L’omessa notifica del meccanismo che presenta uno o più elementi distintivi è punita con la sanzione amministrativa da 3.000,00 a 31.500,00 € (art. 12 del decreto), ma ci si deve chiedere Il professionista che omette la comunicazione possa anche concorrere nel reato tributario in ipotesi commesso dal cliente. È ragionevole ritenere che il nuovo obbligo introdotto dal legislatore non incida profondamente sullo statuto penale della responsabilità professionale.

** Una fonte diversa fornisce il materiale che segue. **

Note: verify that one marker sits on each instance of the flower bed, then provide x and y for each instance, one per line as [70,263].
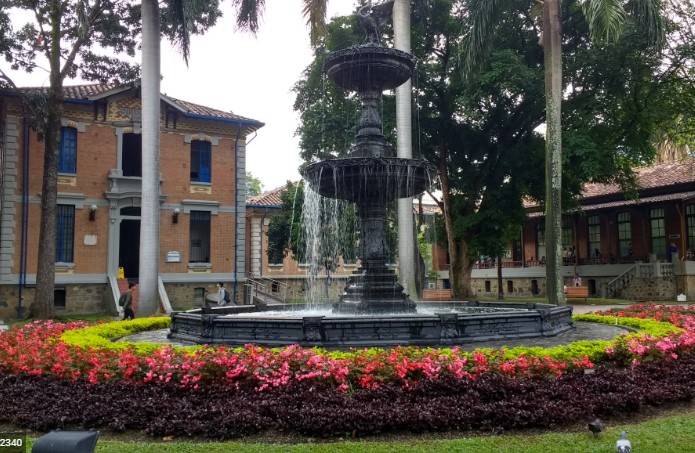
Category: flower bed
[165,388]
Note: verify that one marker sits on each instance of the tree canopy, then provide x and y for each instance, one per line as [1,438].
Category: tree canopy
[482,133]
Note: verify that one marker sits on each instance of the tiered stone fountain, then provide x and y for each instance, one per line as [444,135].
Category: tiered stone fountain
[374,309]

In linea di principio, l’omissione in esame non può rilevare in quanto tale come apporto, a titolo di concorso, nel reato del cliente. La materia è regolata dall’art. 40 comma 2 c.p., secondo cui “non impedire un evento, che si ha l’obbligo giuridico di impedire, equivale a cagionarlo”. Siccome però l’adempimento dell’obbligo non è, di per sé, in grado di evitare la consumazione del reato da parte del contribuente, l’omissione dell’obbligo di notifica non può rilevare penalmente ex se.

Anche dopo l’entrata a regime del decreto DAC 6, il professionista risponderà penalmente ai sensi dell’art. 110 c.p., a titolo di concorso: il giudice potrà quindi pronunciare condanna solo motivando sulla prova dell’esistenza di una reale partecipazione del professionista, precisando sotto quale forma essa si sia manifestata, in rapporto di causalità efficiente con le attività poste in essere dagli altri concorrenti nel reato (Cass., n. 28158/2019). Concretamente, tali affermazioni di principio si originano in vicende processuali nelle quali il professionista partecipa attivamente all’iniziativa criminale, spesso già nel momento genetico dell’ideazione di modelli di evasione fiscale (Cass., n. 1999/2018). In queste situazioni “scolora” la qualifica professionale del soggetto, che processualmente si manifesta quale vero e proprio concorrente dotato di specifiche competenze tecniche: e fra le due situazioni corre una sostanziale differenza.

Al più, l’omessa notifica del meccanismo potrà essere utilizzato quale ulteriore indizio della partecipazione del professionista al reato, ma mai potrà diventare prova principe o peggio esclusiva di concorso del professionista nel reato del cliente.

La combinazione fra disciplina penalistica, principi giurisprudenziali e obbligo di comunicazione introdotto dal decreto esclude quindi un rilievo penale della semplice omessa notifica del meccanismo, che in quanto tale sarà sanzionata soltanto in via amministrativa. Diverso, invece, il caso del professionista ideatore del meccanismo non comunicato, che potrà rispondere penalmente non per l’omessa comunicazione, ma per aver materialmente partecipato alla consumazione del reato fiscale integrato dal meccanismo evasivo.